Note that the preprocessing with the WritingPrompts dataset can take a while, so feel free to try it with the folder emnlp22_re3_data/data/writing_prompts_debug if you just want to check if it's working first. After getting the data, train the relevance reranker:

CUDA_VISIBLE_DEVICES=0 python scripts/training/train_controller.py --controller longformer_classifier --data-dir emnlp22_re3_data/data/alignment_data.csv --dataset alignment --batch-size 8 --controller-save-dir $DIR_TO_SAVE_RELEVANCE_CKPT --length-limit 2000 --controller-epochs 20 --loader alignment --controller-num-negatives 3 --controller-model-string allenai/longformer-base-4096 --controller-lr 1e-6 --coherence-negative-categories other shuffle

Feel free to modify batch size depending on your GPU memory.

Training Coherence Reranker:

CUDA_VISIBLE_DEVICES=0 python scripts/training/train_controller.py --controller longformer_classifier --data-dir emnlp22_re3_data/data/writing_prompts --dataset writing_prompts --batch-size 1 --controller-save-dir $DIR_TO_SAVE_COHERENCE_CKPT --length-limit 1000 --controller-epochs 20 --loader coherence --controller-num-negatives 3 --controller-model-string allenai/longformer-base-4096 --controller-lr 1e-6 --coherence-negative-categories other shuffle repeat

Feel free to modify batch size depending on your GPU memory.

Edit Module Analysis

The data we used for evaluation in Section 5.2 can be found in emnlp22_re3_data/data/consistency_analysis_data. The command to evaluate each method is as follows, where $METHOD is any of structured, entailment, or entailment-dpr corresponding to the methods of the same names in the paper. Note that there's some randomness involved in structured due to GPT3 reliance. The latter can also take a while to run.

CUDA_VISIBLE_DEVICES=0 python story_generation/edit_module/evaluate_consistency.py --consistency-dataset-dir $CONSISTENCY_DATA_DIR --consistency-method $METHOD

We originally generated the data by generating a large number N setups according to the main story generation command above with the --setup-only flag, saving them as 0.pkl up to N-1.pkl in your directory of choice. We then manually sampled and filtered modified versions via scripts/data/resample_character_descriptions.py to resample character descriptions until we got contradictory descriptions compared to the original setup.

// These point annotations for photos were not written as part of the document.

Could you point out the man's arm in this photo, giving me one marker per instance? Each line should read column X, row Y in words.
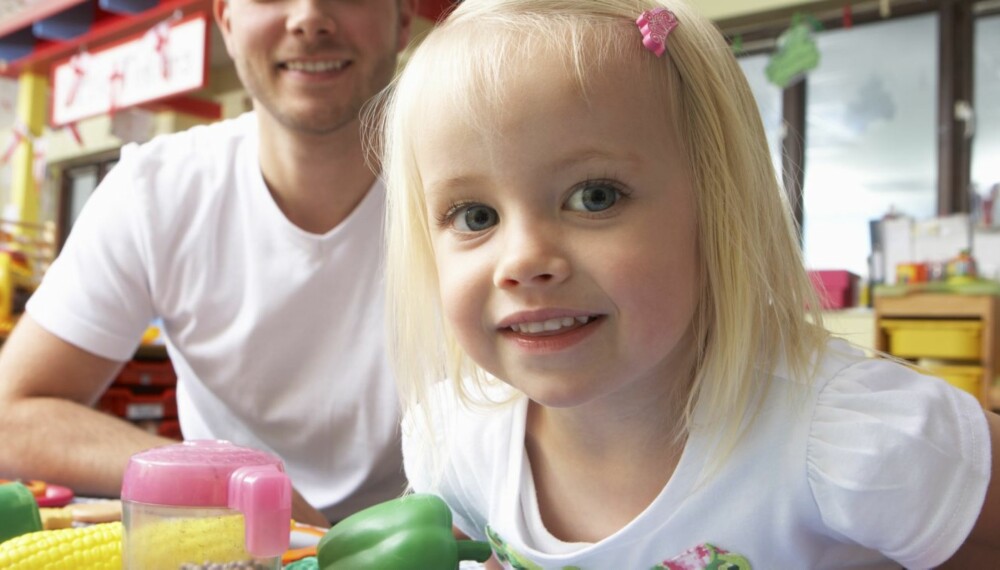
column 982, row 547
column 48, row 430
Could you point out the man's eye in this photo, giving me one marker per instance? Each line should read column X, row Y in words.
column 475, row 218
column 594, row 197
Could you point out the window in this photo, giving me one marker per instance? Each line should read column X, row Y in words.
column 78, row 183
column 871, row 142
column 986, row 142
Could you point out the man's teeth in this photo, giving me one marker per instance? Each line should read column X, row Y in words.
column 549, row 325
column 314, row 66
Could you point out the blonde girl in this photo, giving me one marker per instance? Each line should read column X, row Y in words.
column 600, row 326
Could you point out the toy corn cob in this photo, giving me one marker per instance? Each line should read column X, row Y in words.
column 173, row 543
column 96, row 547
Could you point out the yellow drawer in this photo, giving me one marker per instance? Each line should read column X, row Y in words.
column 912, row 338
column 968, row 378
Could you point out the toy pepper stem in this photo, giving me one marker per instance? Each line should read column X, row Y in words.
column 474, row 550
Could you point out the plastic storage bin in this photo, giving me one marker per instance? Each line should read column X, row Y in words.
column 950, row 339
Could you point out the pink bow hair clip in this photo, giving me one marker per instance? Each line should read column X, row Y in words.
column 656, row 25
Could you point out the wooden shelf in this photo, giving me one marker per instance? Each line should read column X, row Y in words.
column 982, row 308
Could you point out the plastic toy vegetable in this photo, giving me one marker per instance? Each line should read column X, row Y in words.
column 18, row 511
column 410, row 532
column 96, row 547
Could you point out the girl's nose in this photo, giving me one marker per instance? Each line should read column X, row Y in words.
column 309, row 20
column 531, row 260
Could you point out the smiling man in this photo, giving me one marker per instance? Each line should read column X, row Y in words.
column 257, row 243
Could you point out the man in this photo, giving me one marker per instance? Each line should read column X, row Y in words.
column 257, row 242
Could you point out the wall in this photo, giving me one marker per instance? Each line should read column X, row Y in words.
column 722, row 9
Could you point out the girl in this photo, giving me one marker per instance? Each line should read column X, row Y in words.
column 586, row 238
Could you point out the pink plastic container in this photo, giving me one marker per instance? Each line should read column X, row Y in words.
column 202, row 503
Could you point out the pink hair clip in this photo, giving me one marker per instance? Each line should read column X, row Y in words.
column 656, row 25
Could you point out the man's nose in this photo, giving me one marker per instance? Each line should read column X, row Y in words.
column 310, row 19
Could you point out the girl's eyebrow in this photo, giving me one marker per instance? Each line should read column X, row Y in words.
column 453, row 184
column 565, row 161
column 592, row 154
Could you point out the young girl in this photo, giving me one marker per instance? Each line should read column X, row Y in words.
column 587, row 239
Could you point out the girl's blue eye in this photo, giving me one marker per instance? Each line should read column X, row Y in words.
column 475, row 218
column 594, row 197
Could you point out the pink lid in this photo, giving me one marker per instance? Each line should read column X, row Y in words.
column 191, row 474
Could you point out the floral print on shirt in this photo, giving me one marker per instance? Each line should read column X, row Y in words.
column 702, row 557
column 705, row 557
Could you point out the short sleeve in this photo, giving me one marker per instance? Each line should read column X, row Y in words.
column 96, row 293
column 898, row 462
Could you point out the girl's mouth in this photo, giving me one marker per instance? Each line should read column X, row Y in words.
column 551, row 326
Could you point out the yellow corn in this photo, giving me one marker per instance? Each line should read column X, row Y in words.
column 169, row 544
column 96, row 547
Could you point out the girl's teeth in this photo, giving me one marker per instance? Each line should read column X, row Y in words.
column 549, row 325
column 314, row 66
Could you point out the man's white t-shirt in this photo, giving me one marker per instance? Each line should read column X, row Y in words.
column 276, row 334
column 874, row 466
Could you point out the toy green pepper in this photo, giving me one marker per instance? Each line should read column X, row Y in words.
column 413, row 531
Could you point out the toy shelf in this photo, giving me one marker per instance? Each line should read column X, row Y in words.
column 960, row 332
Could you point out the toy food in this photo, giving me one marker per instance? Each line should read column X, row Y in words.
column 95, row 547
column 18, row 512
column 413, row 531
column 96, row 512
column 54, row 518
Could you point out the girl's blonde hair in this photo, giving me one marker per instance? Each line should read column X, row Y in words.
column 755, row 293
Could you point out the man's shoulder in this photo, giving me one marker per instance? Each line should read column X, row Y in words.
column 200, row 143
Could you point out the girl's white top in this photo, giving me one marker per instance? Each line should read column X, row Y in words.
column 876, row 464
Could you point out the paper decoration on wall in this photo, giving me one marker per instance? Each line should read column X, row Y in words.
column 797, row 53
column 133, row 125
column 21, row 134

Finally, we used scripts/data/generate_contradictory_stories.py to generate story beginnings for the two contradictory setups until the contradiction manifests in the story. (Both scripts rely on the indexing 0 to N-1 to track what setups have already been processed, in case one needs to restart the script. At any point one can backtrack to add more data in previous steps if needed.) See the individual files if you're actually interested in running these scripts, but for a larger-scale analysis in the future it might be better to integrate this pipeline with a crowdsourcing platform like MTurk to avoid the need for manually annotating.